Counsel, in their memoranda, have called the Court's attention to certain dissenting opinions in which this rule is discussed, and have suggested that the law should be other than what the majority of the Justices of the Supreme Court of the United States have said that it is. Counsel have suggested that the Court should follow the rule advocated in the dissenting opinions, because they consider it better law. To pass upon the question of which is the better rule of law would serve no useful purpose here, for this Court is duty bound to follow the law as it is set forth in the Constitution, the pertinent statutes and the decisions of courts superior to this Court. Where a course is as clearly marked as it is on this issue, this Court would indeed be guilty of a flagrant violation of its duty were it so presumptuous as to deviate from such patent law.

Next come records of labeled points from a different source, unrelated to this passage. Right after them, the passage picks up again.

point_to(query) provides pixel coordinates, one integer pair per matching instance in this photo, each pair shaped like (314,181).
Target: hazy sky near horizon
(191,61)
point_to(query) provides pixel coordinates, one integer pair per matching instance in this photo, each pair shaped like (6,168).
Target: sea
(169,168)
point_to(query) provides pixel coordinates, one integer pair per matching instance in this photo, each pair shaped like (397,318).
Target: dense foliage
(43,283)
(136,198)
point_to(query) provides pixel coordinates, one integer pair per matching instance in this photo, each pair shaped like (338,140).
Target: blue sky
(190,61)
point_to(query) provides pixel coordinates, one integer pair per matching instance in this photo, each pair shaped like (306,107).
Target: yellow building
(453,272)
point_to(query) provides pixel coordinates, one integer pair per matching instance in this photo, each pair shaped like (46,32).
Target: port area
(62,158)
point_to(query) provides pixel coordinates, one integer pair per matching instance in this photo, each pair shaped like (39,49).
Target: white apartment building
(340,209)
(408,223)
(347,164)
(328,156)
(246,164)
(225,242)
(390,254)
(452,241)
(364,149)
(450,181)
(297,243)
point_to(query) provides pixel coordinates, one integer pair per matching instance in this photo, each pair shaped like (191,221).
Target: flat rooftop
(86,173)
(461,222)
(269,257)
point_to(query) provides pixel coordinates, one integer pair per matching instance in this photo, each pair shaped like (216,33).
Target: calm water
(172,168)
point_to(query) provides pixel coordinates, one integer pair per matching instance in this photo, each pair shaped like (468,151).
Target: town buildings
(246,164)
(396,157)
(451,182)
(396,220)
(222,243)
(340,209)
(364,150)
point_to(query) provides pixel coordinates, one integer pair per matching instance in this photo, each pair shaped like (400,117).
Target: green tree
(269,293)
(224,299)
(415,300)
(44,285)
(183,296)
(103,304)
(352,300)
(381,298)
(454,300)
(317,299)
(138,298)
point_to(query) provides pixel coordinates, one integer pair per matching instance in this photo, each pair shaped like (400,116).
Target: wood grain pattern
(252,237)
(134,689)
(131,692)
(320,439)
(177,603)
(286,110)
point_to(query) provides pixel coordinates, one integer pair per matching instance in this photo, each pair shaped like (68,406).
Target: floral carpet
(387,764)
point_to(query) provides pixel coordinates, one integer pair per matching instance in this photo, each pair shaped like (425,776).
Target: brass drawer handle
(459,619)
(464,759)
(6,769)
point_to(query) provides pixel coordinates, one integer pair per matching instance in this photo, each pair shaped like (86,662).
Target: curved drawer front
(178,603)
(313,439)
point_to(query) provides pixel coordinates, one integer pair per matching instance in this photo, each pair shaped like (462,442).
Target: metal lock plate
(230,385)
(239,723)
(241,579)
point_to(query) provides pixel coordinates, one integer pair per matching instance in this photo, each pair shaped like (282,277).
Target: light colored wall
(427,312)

[2] In this regard see Stein v. New York, 346 U.S. 156, at page 196, 73 S. Ct. 1077, 1099, 97 L. Ed. 1522, where it is said:

"We are not willing to discredit constitutional doctrines for protection of the innocent by making of them mere technical loopholes for the escape of the guilty * * * The people * * * are also entitled to due process of law."

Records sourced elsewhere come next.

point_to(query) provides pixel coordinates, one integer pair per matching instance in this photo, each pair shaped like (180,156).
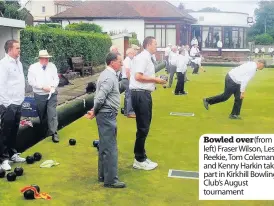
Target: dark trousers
(195,68)
(172,70)
(10,120)
(142,106)
(180,87)
(230,88)
(220,51)
(108,155)
(47,113)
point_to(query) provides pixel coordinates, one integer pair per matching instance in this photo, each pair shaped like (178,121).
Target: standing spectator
(219,46)
(126,69)
(142,83)
(106,106)
(43,78)
(12,94)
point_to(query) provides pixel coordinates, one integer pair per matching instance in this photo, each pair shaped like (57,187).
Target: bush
(63,44)
(84,27)
(134,41)
(48,26)
(263,39)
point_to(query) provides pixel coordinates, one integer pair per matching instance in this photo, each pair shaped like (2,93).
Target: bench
(78,64)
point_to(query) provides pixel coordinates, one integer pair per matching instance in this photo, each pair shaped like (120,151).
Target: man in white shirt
(43,78)
(181,65)
(12,94)
(142,83)
(172,64)
(256,51)
(219,46)
(127,65)
(194,41)
(167,52)
(235,83)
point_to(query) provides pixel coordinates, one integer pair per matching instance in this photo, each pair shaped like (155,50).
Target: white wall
(7,33)
(132,25)
(35,8)
(220,18)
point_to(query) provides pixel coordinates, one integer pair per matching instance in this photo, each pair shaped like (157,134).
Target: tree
(10,9)
(264,18)
(181,6)
(210,9)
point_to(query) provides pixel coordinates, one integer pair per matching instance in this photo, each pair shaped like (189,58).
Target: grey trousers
(127,101)
(47,113)
(108,155)
(172,70)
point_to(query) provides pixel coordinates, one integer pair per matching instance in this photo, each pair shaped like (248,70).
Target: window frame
(163,27)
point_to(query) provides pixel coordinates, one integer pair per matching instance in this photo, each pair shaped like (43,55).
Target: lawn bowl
(18,171)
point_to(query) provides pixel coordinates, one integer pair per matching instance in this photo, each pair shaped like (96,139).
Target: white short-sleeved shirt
(142,63)
(243,74)
(127,63)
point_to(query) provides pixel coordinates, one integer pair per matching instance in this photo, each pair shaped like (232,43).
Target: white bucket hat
(44,54)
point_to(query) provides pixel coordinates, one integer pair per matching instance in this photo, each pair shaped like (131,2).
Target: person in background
(12,94)
(114,49)
(219,46)
(127,65)
(105,109)
(256,51)
(263,51)
(142,83)
(235,83)
(167,52)
(181,65)
(172,64)
(43,77)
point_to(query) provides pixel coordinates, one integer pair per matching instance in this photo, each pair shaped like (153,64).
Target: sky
(244,6)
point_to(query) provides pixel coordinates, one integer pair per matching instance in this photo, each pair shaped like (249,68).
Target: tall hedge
(62,44)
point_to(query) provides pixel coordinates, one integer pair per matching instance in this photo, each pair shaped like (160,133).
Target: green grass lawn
(173,142)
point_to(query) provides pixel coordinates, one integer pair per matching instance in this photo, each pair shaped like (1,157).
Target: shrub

[3] For instance, Mason v. United States, 244 U.S. 362, at page 365, 37 S. Ct. 621, at page 622, 61 L. Ed. 1198, where it is said:

"To entitle a party called as a witness to the privilege of silence, the court must see, from the circumstances of the case and the nature of the evidence which the witness is called to give, that there is reasonable ground to apprehend danger to the witness from his being compelled to answer * * * Further than this, we are of the opinion that the danger to be apprehended must be real and appreciable, with reference to the ordinary operation of law in the ordinary course of things,—not a danger of an imaginary and unsubstantial character, having reference to some extraordinary and barely possible contingency, so improbable that no reasonable man would suffer it to influence his conduct. We think that a merely remote and naked possibility, out of the ordinary course of law and such as no reasonable man would be affected by, should not be suffered to obstruct the administration of justice * * * it would be to convert a salutary protection into a means of abuse if it were to be held that a mere imaginary possibility of danger, however remote and improbable, was sufficient to justify the withholding of evidence essential to the ends of justice."

[4] At the hearings four things were developed. They are:

a. The present Grand Jury is a general Grand Jury, as distinguished from a Special Grand Jury.

b. So far as is known, the Grand Jury's investigation, insofar as these proceedings are concerned, is concerned exclusively with alleged violations of the White Slave Traffic law (Title 18 U.S. C.A. § 2421).

c. The witnesses are each considered by the prosecuting officials to be victims, rather than violators of any Federal law.

d. Neither witness has ever filed any Federal Income Tax Return.

It was suggested on behalf of the witnesses that they might possibly be:

1. Charged with violations of the Internal Revenue laws of the United States; and

2. Charged with conspiracy to violate the White Slave Traffic laws.

The first possibility deserves consideration, and has been given consideration by the Court in reaching its conclusions. The second possibility is without merit. The applicable statutes are for the protection of the woman who is transported for the purpose of prostitution, or other immoral purposes, and does not authorize prosecution for her acquiescence and participation in that offense (United States v. Martin, 7 Cir., 191 F.2d 569; Miller v. United States, 9 Cir., 95 F.2d 492; and United States v. Jamerson, D.C., 60 F. Supp. 281). No question propounded to the witnesses shows, or even suggests, an answer that would do more than show that the witness consented to transportation for the purpose of prostitution.